I’m thrilled to sit down with Anand Naidu, our resident development expert with a wealth of knowledge in both frontend and backend technologies. Anand brings a unique perspective on coding languages, particularly Kotlin, and today we’re diving into the latest update to JetBrains’ AI agent development framework, Koog 0.4.0. This release introduces exciting features like native structured output, expanded platform support, and enhanced tools for building robust AI agents. Our conversation explores how these advancements streamline development, improve reliability, and open new possibilities for developers working with Kotlin. Let’s get started!
What can you tell us about the key features of Koog 0.4.0 and how they enhance the experience for developers building AI agents with Kotlin?
Koog 0.4.0 is a game-changer for Kotlin developers working on AI agents. It introduces native structured output to ensure consistent data formats from large language models, adds support for Apple’s iOS platform through Kotlin Multiplatform, and brings in compatibility with cutting-edge models like GPT-5. Additionally, features like OpenTelemetry integration and the RetryingLLMClient make agents more observable and resilient. These updates collectively make development smoother, more predictable, and adaptable to various environments, which is huge for anyone building production-ready AI solutions.
How does the native structured output in Koog 0.4.0 address the challenges developers face with large language models not delivering the expected data format?
Native structured output tackles a common pain point where LLMs sometimes fail to return data in the exact format a developer needs, which can break workflows. Koog 0.4.0 leverages models that support structured output natively when available, ensuring precision. When a model doesn’t support it, the framework falls back to a smart prompt-and-retry system paired with a fixing parser—often powered by a separate model—to reshape the output until it matches the required structure.

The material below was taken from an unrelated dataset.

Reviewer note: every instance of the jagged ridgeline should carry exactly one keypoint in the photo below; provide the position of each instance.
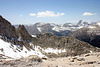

This pragmatic approach with built-in guardrails saves developers from endless troubleshooting and keeps things running smoothly in production.
With Koog 0.4.0 supporting Apple’s iOS platform, what makes this significant for developers using Kotlin Multiplatform?
Supporting iOS is a massive step forward because it aligns with Kotlin Multiplatform’s promise of write-once, deploy-anywhere. Developers can now create a single AI agent and deploy it seamlessly across iOS, Android, and JVM backends without rewriting core logic. This cuts down development time and effort significantly, as the same strategy graphs, observability tools, and tests work across platforms. It’s a huge win for consistency and efficiency, though I’d note that for iOS specifically, developers need Koog 0.4.1 to build successfully, as there are some version-specific quirks to iron out.
Can you explain how Koog 0.4.0’s support for GPT-5 models improves the development process compared to working with older models?
GPT-5 support in Koog 0.4.0 brings developers access to a more advanced model with better reasoning capabilities, which is critical for complex tasks. What’s really neat is how Koog integrates custom parameters like reasoningEffort, allowing developers to tweak the balance between output quality, cost, and speed for each call. Compared to older models, this flexibility means you’re not stuck with one-size-fits-all performance—you can optimize for budget on simpler tasks or crank up the depth for intricate problems, making the whole process more efficient and tailored.
Let’s dive into the OpenTelemetry support in Koog 0.4.0. How does this feature help developers monitor and improve their AI agents?
OpenTelemetry support is a fantastic addition for observability. It integrates with tools like W&B Weave and Langfuse, letting developers track detailed metrics like token usage and cost per request. Beyond numbers, it also reveals nested agent events, which is crucial for debugging—seeing how different components interact helps pinpoint where things go wrong. For improvement, this transparency means you can analyze performance bottlenecks or cost spikes and tweak your agent’s design accordingly. It’s like having a dashboard into your AI’s inner workings, which is invaluable for refining production systems.
Koog 0.4.0 introduced the RetryingLLMClient with presets like Conservative, Production, and Aggressive. Can you walk us through why this matters for developers dealing with connectivity issues?
The RetryingLLMClient is all about resilience. When working with LLMs, you often run into timeouts, network hiccups, or tool failures, which can stall everything. This feature offers presets—Conservative for cautious retries, Production for a balanced approach, and Aggressive for persistent attempts—to handle those disruptions automatically. Developers can pick a preset based on their needs or even fine-tune retry settings for specific scenarios. It reduces manual intervention and keeps agents operational under flaky conditions, which is a lifesaver in real-world deployments where stability is key.
What is your forecast for the future of AI agent development with frameworks like Koog, especially in terms of platform support and model integration?
I’m really optimistic about where frameworks like Koog are headed. We’re likely to see even broader platform support, potentially extending to emerging ecosystems beyond iOS and Android, as cross-platform development becomes the norm. On the model integration front, I expect frameworks to keep pace with newer, more specialized LLMs, offering even finer control over parameters to balance cost and performance. Additionally, observability and reliability features will probably deepen, with more tools to monitor and optimize AI behavior in real-time. It’s an exciting time—developers will have more power and flexibility to build sophisticated, scalable AI agents without getting bogged down by technical limitations.